Впервые в жизни меня смертельно заинтересовала история евреев и история Третьего рейха. Я обратилась в Информационную службу США, как иначе называлась Библиотека специальных служб, и начала читать книги, описывающие ужасы депортации и лагерей смерти. Я читала об Einsatzgruppen [89] и представляла себе, как копаю собственную могилу и стою на краю ямы, прижимая к себе ребенка, пока нацистские офицеры готовят пулеметы. Я воображала крики ужаса и звуки падающих тел. Я воображала, что меня ранят и я скатываюсь в яму, где в предсмертных судорогах дергаются тела, а потом сверху меня закидывают землей. Как прежде я могла протестовать против еврейства, заявляя, что являюсь пантеистом? Как я могла поклоняться зимнему солнцестоянию и ритуалам весны? С точки зрения нацистов, я такая же еврейка, как и все остальные, убитые ими. Неужели я вернусь в землю и стану цветком или плодом? Неужели именно так произошло с душами евреев, убитых в день моего рождения?
89
Специальных группах (нем.).
В редкие солнечные дни я шлялась по рынкам. Немецкие фруктовые рынки очаровывали дьявольской красотой. За старой церковью Святого Духа на городской площади семнадцатого века расположился субботний рынок. Площадь заполнена прилавками с красными и белыми навесами и горами фруктов, истекающих соками, словно человеческой кровью. Малина, клубника, алые сливы, голубика. Горы роз и пионов. Все цвета крови, сочащейся в деревянные короба, а из них на деревянные прилавки. Может быть, в них переселились души еврейских детей, убитых во время войны? Может быть, поэтому тревожила меня страсть немцев к садоводству? Столько почтения к таинству жизни, только не по тому адресу. Столько любви, направленной на выращивание плодов, цветов и животных. «Но мы ничего не знали о том, что происходит с евреями, – снова и снова повторяли немцы. – В газетах об этом не писали. И так продолжалось только двенадцать лет».

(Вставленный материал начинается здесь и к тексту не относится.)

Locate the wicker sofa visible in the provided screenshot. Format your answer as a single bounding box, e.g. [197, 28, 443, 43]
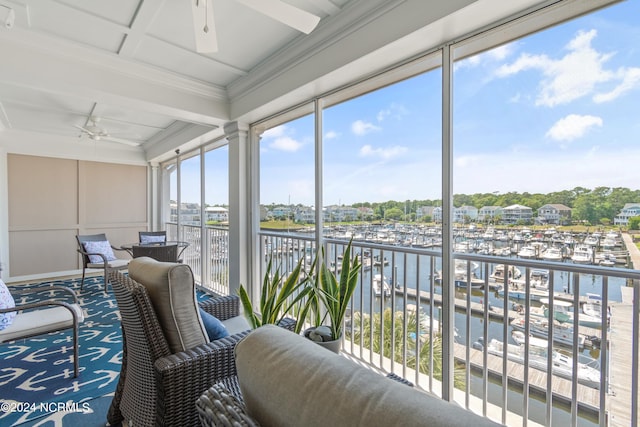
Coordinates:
[196, 325, 499, 427]
[107, 257, 295, 426]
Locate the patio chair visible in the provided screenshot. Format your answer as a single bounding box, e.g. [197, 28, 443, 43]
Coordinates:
[131, 243, 179, 262]
[138, 231, 167, 244]
[107, 258, 293, 426]
[76, 233, 130, 292]
[0, 281, 84, 377]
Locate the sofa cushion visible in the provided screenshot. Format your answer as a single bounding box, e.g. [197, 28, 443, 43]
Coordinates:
[129, 257, 209, 353]
[0, 279, 17, 331]
[235, 325, 498, 427]
[82, 240, 118, 264]
[0, 304, 84, 342]
[140, 234, 167, 245]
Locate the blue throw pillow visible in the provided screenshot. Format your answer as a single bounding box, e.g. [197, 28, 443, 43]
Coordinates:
[0, 279, 18, 331]
[200, 308, 229, 342]
[82, 240, 118, 264]
[140, 234, 167, 245]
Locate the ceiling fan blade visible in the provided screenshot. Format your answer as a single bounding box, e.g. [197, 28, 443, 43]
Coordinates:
[73, 125, 94, 136]
[236, 0, 320, 34]
[101, 140, 140, 147]
[191, 0, 218, 53]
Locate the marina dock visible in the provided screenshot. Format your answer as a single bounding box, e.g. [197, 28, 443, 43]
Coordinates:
[607, 233, 640, 427]
[454, 343, 600, 416]
[395, 288, 601, 339]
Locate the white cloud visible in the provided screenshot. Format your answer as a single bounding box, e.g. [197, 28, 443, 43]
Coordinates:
[546, 114, 602, 142]
[269, 136, 302, 152]
[324, 130, 340, 139]
[496, 30, 640, 107]
[261, 125, 304, 152]
[593, 68, 640, 103]
[454, 43, 515, 69]
[376, 102, 409, 122]
[351, 120, 382, 136]
[261, 125, 286, 139]
[360, 144, 407, 160]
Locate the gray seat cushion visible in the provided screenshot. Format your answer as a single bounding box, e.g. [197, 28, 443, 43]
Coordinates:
[236, 325, 498, 427]
[129, 257, 209, 353]
[0, 304, 84, 342]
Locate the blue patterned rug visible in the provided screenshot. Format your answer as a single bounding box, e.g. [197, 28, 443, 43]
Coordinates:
[0, 277, 122, 426]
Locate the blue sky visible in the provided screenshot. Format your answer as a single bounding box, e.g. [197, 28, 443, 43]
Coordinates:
[196, 0, 640, 205]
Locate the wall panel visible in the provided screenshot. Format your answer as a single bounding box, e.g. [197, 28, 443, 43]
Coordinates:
[7, 154, 147, 280]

Я в какой-то мере верила им. И в какой-то мере понимала. И хотела бы увидеть, как они умирают медленной, мучительной смертью. И вот эта кровавая красота рынков – древние старухи, взвешивающие свои кровоточащие плоды, упитанные светловолосые fr"aulein, пересчитывающие розы, – неизменно пробуждала во мне ненависть к Германии.
Позднее я смогла написать об этом и частично изгнать из себя демонов. Позднее смогла подружиться с немцами и даже нашла в их языке и поэзии много приятного. Но в тот первый год одиночества писать я не могла, и друзей у меня было мало. Я жила как отшельник – читала, бродила, воображала, как моя душа покидает тело, в котором поселяется душа кого-то, умершего вместо меня.